Written by dap
on April 19, 2024

All about swap on illumos systems

In the previous post, I gave an overview of the Big Four Consumers of physical memory on illumos systems. I also explained why it’s nebulous to talk about utilization of physical memory, why we talk about "memory pressure" instead, and how the Big Four Consumers each respond when the system runs low on memory. In this post, I’ll talk in depth about "swap". As we’ll see, swap is closely related to physical memory.

The references in this post ("[IL]", "[SPT]", "[SP]", etc.) are the same as the previous post and described again under "References" below.

What is swap?

(Ref: SPT p. 164-169)

Swap can be confusing because the term "swap" is used to refer to a bunch of distinct (but related) things.

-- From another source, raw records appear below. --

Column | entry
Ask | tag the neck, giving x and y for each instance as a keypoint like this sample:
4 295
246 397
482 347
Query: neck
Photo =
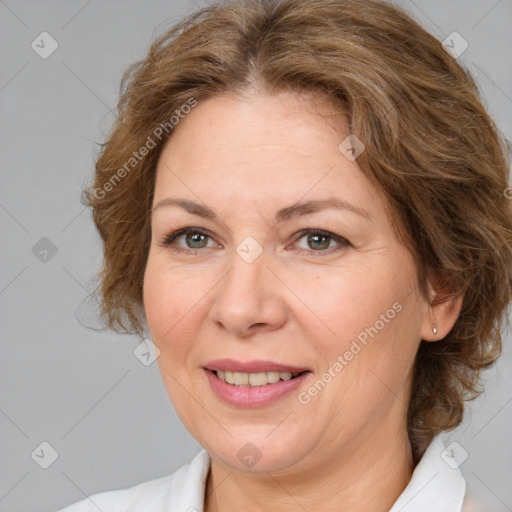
369 477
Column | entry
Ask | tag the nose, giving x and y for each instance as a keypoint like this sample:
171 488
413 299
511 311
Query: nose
249 299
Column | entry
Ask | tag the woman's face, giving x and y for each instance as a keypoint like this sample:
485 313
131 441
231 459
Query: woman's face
342 303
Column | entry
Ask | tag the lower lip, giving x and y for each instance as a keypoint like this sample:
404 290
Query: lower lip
246 396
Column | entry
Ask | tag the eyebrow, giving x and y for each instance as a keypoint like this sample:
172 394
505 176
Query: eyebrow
286 213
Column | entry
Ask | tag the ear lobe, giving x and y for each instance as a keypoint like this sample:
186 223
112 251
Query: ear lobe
444 309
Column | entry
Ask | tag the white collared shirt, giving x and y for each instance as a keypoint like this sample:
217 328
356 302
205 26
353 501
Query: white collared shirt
434 487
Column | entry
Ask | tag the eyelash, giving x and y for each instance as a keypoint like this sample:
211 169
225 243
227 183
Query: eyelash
169 239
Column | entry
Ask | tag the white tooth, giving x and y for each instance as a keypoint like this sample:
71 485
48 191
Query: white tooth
272 377
258 379
240 379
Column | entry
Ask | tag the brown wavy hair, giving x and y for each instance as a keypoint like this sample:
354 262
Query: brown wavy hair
431 148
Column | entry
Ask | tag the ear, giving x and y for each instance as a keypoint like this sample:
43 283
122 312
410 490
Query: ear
443 311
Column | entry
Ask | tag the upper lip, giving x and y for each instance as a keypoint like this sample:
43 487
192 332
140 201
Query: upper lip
255 366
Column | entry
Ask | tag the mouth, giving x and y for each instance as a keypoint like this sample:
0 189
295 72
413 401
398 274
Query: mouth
255 388
255 379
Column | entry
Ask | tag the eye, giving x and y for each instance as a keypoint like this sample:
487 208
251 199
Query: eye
318 240
195 239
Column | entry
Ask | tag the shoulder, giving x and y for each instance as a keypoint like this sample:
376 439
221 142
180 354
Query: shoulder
185 485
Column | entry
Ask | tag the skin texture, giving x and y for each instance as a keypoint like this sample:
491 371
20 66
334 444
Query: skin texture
347 449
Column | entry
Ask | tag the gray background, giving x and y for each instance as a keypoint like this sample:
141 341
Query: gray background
84 392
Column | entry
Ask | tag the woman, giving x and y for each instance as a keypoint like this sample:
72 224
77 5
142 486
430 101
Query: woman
305 205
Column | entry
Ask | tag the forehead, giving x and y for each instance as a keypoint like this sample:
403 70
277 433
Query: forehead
260 150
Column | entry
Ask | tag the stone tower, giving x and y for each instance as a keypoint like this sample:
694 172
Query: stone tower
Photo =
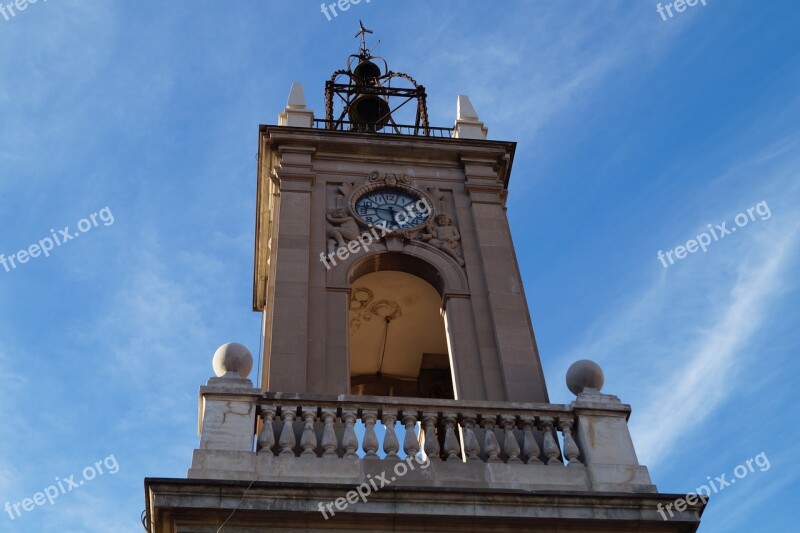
401 383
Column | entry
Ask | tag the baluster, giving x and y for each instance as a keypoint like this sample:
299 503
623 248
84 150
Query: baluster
471 445
349 440
329 442
266 439
431 440
570 447
390 442
451 446
490 443
370 445
410 442
530 448
510 444
308 441
287 440
550 447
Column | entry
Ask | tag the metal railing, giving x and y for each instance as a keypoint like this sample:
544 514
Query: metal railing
387 129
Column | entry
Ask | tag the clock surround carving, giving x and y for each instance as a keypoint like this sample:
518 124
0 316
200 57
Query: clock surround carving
436 228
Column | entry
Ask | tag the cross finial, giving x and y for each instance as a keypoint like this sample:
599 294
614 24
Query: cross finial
363 34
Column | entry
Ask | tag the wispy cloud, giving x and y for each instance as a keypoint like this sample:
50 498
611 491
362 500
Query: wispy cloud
675 345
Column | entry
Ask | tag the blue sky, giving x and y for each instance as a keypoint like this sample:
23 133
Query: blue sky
634 134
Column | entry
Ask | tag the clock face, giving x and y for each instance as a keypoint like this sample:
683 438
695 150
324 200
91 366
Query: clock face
397 209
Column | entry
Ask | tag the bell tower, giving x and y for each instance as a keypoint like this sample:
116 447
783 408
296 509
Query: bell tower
391 298
384 263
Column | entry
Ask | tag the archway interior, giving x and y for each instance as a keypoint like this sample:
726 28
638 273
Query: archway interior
397 339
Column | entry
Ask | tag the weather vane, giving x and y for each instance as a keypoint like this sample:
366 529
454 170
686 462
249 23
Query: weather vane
363 34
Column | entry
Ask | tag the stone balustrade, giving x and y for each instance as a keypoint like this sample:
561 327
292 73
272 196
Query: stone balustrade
248 434
448 430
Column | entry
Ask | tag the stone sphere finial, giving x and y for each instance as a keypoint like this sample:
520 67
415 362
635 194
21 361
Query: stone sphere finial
584 374
232 357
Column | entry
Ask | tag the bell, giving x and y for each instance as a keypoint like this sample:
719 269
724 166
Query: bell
366 72
370 111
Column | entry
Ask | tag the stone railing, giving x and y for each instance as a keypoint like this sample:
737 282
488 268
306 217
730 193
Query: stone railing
449 430
311 438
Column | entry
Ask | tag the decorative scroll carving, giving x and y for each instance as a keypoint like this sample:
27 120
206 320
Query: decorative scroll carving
444 236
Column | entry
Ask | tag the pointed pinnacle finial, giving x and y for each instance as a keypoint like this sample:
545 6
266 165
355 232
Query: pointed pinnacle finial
363 34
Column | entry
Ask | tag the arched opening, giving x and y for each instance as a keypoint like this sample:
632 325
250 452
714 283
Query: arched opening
397 338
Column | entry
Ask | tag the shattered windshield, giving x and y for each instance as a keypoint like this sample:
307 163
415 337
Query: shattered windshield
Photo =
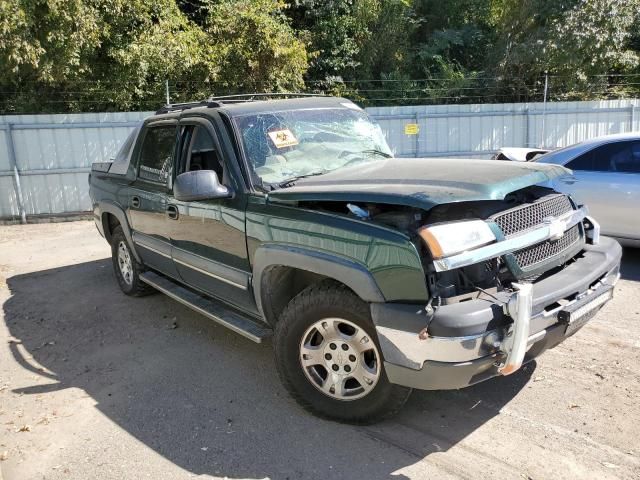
284 146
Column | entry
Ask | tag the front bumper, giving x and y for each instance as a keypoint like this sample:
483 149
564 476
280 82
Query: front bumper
467 342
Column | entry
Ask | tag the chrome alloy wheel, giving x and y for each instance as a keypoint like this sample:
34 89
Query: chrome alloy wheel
340 359
124 262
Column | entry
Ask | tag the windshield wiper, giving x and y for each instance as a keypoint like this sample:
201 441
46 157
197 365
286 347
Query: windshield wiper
377 152
290 181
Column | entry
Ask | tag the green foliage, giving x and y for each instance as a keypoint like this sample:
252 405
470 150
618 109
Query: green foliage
93 55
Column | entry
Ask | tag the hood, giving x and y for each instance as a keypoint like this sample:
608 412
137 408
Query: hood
420 182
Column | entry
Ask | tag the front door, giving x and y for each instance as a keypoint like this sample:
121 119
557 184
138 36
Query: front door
208 237
148 206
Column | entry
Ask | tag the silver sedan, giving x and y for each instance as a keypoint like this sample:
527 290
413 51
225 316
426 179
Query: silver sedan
606 178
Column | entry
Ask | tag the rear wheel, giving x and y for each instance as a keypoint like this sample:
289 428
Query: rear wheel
125 266
329 359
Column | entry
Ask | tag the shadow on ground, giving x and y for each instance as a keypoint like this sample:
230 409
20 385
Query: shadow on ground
209 400
630 269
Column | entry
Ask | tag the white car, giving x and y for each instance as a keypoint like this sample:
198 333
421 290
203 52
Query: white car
518 154
606 178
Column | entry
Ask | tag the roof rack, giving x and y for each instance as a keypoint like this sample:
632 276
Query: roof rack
249 97
213 102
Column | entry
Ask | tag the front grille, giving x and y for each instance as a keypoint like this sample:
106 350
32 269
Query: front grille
531 215
530 256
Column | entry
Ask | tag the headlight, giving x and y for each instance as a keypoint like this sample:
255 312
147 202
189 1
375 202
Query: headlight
451 238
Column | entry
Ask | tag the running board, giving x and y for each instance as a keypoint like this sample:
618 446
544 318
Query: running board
209 308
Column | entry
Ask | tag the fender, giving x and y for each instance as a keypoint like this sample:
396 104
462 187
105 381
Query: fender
118 212
354 275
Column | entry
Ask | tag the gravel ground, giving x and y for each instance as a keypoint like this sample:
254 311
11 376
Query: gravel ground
94 384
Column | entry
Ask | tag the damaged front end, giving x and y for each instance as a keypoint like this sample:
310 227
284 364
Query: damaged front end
530 276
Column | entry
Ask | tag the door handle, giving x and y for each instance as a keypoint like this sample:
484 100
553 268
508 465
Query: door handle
172 212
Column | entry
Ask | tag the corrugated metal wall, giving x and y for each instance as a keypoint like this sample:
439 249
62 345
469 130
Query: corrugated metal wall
50 155
480 130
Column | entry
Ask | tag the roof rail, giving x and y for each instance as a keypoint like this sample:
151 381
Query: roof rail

I’ve chosen more specific terminology for this post. I’ll say that swap space is a synthetic resource that’s used to manage general-purpose memory on the system. I’ll call the data that’s stored there swap data. This includes user thread stacks, user heaps, private filesystem mappings, tmpfs, and lots more. Outside this post, "swap" might refer to either of these things, both of them, or the kernel subsystem that manages swap space, or the memory scheduler (that swaps out entire threads and processes), or "hard swapping" (the most extreme response to memory pressure), or even the Linux analog of what illumos calls paging! "Anonymous memory" is also sometimes used to mean what I’m calling "swap space" or "swap data".

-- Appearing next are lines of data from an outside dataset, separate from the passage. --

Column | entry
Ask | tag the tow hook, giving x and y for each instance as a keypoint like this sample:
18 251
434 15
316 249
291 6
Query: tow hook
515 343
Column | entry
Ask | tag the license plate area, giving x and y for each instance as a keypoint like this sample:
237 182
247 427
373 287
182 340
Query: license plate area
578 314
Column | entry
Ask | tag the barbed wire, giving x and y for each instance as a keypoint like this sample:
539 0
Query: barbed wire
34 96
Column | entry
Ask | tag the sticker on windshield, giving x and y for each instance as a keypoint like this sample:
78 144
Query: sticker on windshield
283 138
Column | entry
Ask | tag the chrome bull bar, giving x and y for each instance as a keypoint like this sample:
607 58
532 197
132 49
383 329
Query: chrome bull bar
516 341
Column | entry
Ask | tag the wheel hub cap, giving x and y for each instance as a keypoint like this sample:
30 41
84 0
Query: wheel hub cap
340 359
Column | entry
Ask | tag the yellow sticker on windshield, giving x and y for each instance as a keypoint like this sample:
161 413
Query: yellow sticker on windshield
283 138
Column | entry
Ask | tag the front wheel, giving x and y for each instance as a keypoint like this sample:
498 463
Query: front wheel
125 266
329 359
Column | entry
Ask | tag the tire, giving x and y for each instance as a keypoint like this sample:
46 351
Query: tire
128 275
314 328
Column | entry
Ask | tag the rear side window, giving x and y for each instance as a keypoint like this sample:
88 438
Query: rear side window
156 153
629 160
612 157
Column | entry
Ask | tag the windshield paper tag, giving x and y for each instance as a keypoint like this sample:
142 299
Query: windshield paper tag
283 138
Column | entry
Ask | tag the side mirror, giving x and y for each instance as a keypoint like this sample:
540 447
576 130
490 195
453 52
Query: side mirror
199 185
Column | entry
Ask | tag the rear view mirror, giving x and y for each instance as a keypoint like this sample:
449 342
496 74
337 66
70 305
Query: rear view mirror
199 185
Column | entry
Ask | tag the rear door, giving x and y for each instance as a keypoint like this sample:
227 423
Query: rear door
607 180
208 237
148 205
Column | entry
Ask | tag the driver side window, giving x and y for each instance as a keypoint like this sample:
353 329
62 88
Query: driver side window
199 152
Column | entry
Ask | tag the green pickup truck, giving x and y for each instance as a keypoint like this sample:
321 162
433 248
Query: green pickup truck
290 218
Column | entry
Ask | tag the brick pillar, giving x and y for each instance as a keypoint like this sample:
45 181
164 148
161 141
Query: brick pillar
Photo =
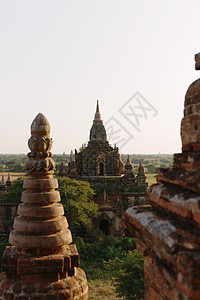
168 229
41 264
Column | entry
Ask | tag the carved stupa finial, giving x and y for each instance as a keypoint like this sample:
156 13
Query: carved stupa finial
40 126
2 184
97 117
8 182
141 168
197 59
128 165
71 155
40 145
128 162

By "synthetic", I mean that swap space is a made-up resource: the system defines a number that I’m calling the total swap space and it enforces a rule that allocations of memory pages (outside most of the Big Consumers I discussed in the last post) allocate from this pool of swap space. But it’s not a specific area of memory, it may exceed physical memory, and it can change over time!

How is the total swap space determined? It’s (1) the space on all swap devices, plus (2) some amount of physical memory. How much physical memory? It’s basically whatever’s left over after all the other Big Consumers (like ZFS and kmem) get their allocations. As a result, this varies over time: as these other subsystems use more memory, total swap space actually shrinks! As I’ll explain later, this definition allows the system to ensure that there are always pages of physical memory available when they’re needed for swap data — without requiring that each allocation from swap space allocate physical pages, too.

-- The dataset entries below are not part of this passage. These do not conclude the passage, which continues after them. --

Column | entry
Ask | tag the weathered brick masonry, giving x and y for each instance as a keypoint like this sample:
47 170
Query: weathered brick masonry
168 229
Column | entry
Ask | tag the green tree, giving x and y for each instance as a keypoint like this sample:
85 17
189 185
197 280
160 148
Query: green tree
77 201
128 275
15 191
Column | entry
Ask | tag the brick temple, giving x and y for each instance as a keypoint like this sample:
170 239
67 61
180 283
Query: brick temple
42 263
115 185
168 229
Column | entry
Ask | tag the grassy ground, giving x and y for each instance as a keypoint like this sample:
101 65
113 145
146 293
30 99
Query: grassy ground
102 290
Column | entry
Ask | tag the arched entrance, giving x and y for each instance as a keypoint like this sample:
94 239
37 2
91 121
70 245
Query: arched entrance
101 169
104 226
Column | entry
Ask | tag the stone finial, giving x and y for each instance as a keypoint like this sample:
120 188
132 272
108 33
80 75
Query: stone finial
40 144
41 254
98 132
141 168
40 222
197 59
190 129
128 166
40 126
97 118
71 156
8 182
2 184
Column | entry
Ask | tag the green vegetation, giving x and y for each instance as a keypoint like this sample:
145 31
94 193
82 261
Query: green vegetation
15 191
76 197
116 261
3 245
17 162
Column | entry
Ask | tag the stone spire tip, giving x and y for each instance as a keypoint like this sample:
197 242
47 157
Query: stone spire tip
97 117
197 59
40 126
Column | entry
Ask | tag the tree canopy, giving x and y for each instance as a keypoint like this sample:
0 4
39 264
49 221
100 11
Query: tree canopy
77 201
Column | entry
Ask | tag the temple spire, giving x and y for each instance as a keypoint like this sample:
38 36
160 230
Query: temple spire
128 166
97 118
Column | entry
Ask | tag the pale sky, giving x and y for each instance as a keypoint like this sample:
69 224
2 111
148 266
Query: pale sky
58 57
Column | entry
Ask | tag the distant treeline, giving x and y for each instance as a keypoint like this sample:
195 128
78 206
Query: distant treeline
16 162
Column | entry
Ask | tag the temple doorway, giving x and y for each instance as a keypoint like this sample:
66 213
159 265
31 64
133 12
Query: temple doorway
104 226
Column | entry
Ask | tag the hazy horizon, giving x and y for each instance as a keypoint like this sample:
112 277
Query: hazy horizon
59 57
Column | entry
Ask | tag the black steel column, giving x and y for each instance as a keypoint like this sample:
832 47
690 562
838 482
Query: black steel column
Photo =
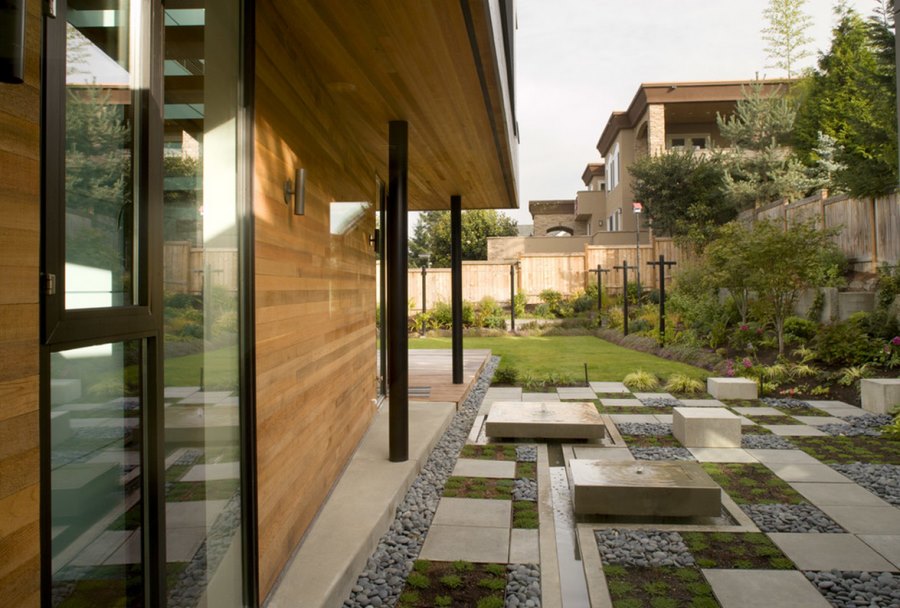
397 283
456 284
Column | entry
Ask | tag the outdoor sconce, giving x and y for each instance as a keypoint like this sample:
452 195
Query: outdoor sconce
12 41
296 190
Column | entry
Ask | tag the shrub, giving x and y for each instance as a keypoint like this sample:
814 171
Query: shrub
641 381
679 383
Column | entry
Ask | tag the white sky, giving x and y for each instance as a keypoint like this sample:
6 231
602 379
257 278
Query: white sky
579 60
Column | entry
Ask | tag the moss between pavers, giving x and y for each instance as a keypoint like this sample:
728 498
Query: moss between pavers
454 584
745 550
663 587
845 450
753 484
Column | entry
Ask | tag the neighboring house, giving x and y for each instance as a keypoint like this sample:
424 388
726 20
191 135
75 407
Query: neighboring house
188 260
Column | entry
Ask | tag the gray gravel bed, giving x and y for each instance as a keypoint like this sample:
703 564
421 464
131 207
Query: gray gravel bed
526 453
883 480
868 425
523 586
385 573
854 589
525 489
643 548
791 518
766 442
644 429
662 453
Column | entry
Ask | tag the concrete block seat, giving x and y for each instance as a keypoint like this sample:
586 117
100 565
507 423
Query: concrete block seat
548 420
731 388
706 427
880 395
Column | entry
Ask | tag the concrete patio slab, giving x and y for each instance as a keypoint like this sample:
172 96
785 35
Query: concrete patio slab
839 495
475 544
767 456
865 520
621 402
473 512
888 546
722 455
604 454
830 552
524 547
821 473
702 402
609 387
762 410
575 392
496 469
794 430
764 589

A simple, somewhat wrong model of swap space

I’d like to say that swap is a simple resource: there’s a total size (even if it varies over time), an amount utilized, and you can allocate right up until 100% utilization, after which you can’t allocate any more. That’s … kind of true.

Let’s work through an example. Suppose the system has 1024 MiB of total swap, of which 768 MiB is currently utilized. A program uses mmap to create a 128 MiB copy-on-write mapping (e.g., a writable, private mapping of /dev/zero). This kind of mapping requires allocating a corresponding amount of swap space. There’s enough swap space for this, so the allocation succeeds and so the mmap succeeds. Now 896 MiB of swap are used and 128 MiB are available. Another program uses mmap to create a 256 MiB copy-on-write mapping This mapping needs 256 MiB of swap space, but only 128 MiB are available. The allocation fails. The mmap fails. Simple enough!

Some inconvenient truths

So far, this sounds much simpler than physical memory, where allocations rarely fail outright: instead, they typically get slower and slower as the system frantically tries to find memory. It still matters when stuff gets paged out because things get slow, but that’s really a problem of physical memory saturation, not swap space.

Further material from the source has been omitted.